Could some renters who file complaints
be more likely to get larger rent increases when their leases come up?
“In the past, people didn’t know we were here,” she said. “They were scared to call because they were afraid their rent was going to go up if they complained. They were afraid their landlord was going to evict them. We have people from different countries, and some people don’t trust the government. If we go back to the complaint-driven system, it will go back to the way it was, and people will be afraid to call.”
Are renters who file complaints more likely to get evicted?
...A handful of tenants who requested anonymity told YES! Weekly they tolerate violations in their homes for a variety of reasons, including concern that landlords would retaliate by pursuing eviction or that the costs of repairs would be passed along to them in the form of rent hikes...
Could some renters who file complaints
not get good references if looking to move to a different rental?
...In the face of heavy pressure from real estate interests to scrap the certification program altogether, representatives of a tenant advocacy group and neighborhood associations proposed a new system requiring property owners to vouch for the good standing of their rental property...

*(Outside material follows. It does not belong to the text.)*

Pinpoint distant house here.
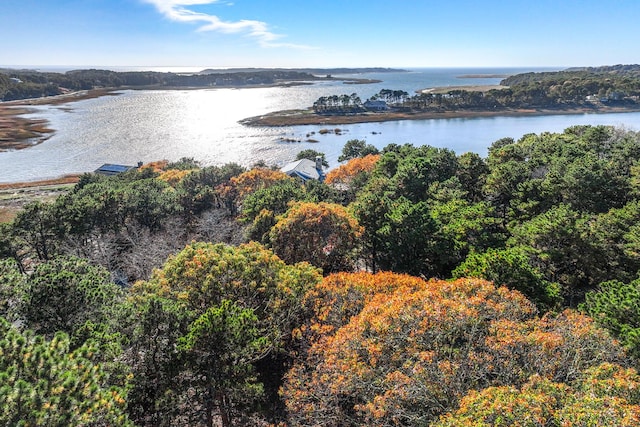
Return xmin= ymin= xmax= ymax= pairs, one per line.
xmin=94 ymin=163 xmax=141 ymax=176
xmin=362 ymin=99 xmax=389 ymax=111
xmin=280 ymin=157 xmax=324 ymax=182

...the Triad Real Estate and Building Industry Coalition, or TREBIC, the Triad Apartment Association and the Greensboro Landlords Association on one side; and neighborhood and tenant advocacy groups such as the Greensboro Neighborhood Association and the Greensboro Housing Coalition on the other.
...Placentino, who serves on the Rental Unit Certificate Advisory Board, indicated...that his company holds no vested interest in the outcome of the tussle. Brown Investment Properties is a Greensboro real estate company with 2,392 apartment units under its control...
Where are our elected and community leaders
who say they look out for the people they supposedly repesent?
...Robbie Perkins, a Republican member of the non-partisan city council and a real-estate developer who often votes with the more liberal and African-American members of the council, indicated he holds full confidence in [Engineering and Inpsections Director Butch] Simmons’ handling of changes to the city’s rental inspection program. ...Are the changes reasonable? Yes. Are the recommendations being made by someone who knows what they’re doing? Yes. Why should I dispute that?” Asked whether amendments to the rental housing ordinance brought to council for approval by Simmons were likely to garner the required to five-vote majority to pass, Perkins gave a simple answer.
“I would hope so.”
How could Greensboro's City Council justify a vote to borrow and spend
for a swimming pool
and look the other way as their contributors disembowel regulations
meant to help the bottom of the community's income strata?